Im analytischen Nachvollzug von Strategien, Praktiken und Allianzen der Wissenskonstruktion will die Tagung die Frage nach den Funktionen dieses volkskundlich-kulturwissenschaftlichen Wissens im jeweiligen gesellschaftsgeschichtlichen Kontext stellen und zentral positionieren.

OrganisatorInnen:

Dr. Sabine Eggmann, Schweizerische Gesellschaft für Volkskunde (SGV), Basel/CH
Mag.a Birgit Johler, Haus der Geschichte Österreich, Wien/A
Dr. Konrad Kuhn, Seminar für Kulturwissenschaft und Europäische Ethnologie,
Universität Basel/CH & Institut für Geschichtswissenschaften und Europäische Ethnologie - Fachbereich Europäische Ethnologie, Universität Innsbruck/A
Mag.a Magdalena Puchberger, Institut für Europäische Ethnologie, Universität
Wien/A

Vergangene Tagungen

Donnerstag 07. September 2017 — Samstag 09. September 2017 — Basel & Zürich

Von Schlemmer bis Veganer: Die Kultur von Essen

Schweizerische Gesellschaft für Volkskunde (SGV)
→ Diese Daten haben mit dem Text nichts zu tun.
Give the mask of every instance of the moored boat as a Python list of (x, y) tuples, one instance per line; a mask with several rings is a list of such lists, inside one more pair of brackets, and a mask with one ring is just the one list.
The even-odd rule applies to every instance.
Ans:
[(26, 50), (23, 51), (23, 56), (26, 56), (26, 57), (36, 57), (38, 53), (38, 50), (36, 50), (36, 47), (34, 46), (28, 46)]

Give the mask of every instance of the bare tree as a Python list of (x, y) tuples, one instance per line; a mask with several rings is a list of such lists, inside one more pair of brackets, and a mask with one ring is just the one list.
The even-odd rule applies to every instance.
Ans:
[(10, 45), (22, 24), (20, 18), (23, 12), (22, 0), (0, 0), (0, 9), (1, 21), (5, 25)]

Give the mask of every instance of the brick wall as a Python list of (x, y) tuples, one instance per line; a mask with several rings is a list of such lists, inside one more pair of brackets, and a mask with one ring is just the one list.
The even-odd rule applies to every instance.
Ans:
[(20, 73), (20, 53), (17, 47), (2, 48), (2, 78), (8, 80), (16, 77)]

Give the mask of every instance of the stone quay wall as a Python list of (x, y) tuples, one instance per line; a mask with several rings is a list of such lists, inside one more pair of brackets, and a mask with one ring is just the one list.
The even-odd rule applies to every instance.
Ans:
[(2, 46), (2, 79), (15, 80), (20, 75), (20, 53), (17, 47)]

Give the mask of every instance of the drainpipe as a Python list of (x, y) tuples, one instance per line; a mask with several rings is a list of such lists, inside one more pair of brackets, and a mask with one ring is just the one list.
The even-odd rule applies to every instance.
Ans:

Die Studierendentagung bietet die Möglichkeit, in die aktuellen Debatten und Forschungstätigkeiten der Kulturanthropologie einzutauchen. Anhand unterschiedlicher Formate wird das wissenschaftliche Arbeiten – am spezifischen Thema Essen – vorgestellt und gemeinsam trainiert. Von der Präsentation eigener (Seminar)-Arbeiten über Science Slam und Filmanalyse bis hin zu vertieften Textdiskussionen wird der Austausch über kulturanthropologisches Denken und Forschen angeregt. Alle Teilnehmenden erhalten einen Reader mit ausgewählter Fachliteratur, um sich inhaltlich einzulesen und die gemeinsamen Diskussionen an der Tagung vorzubereiten.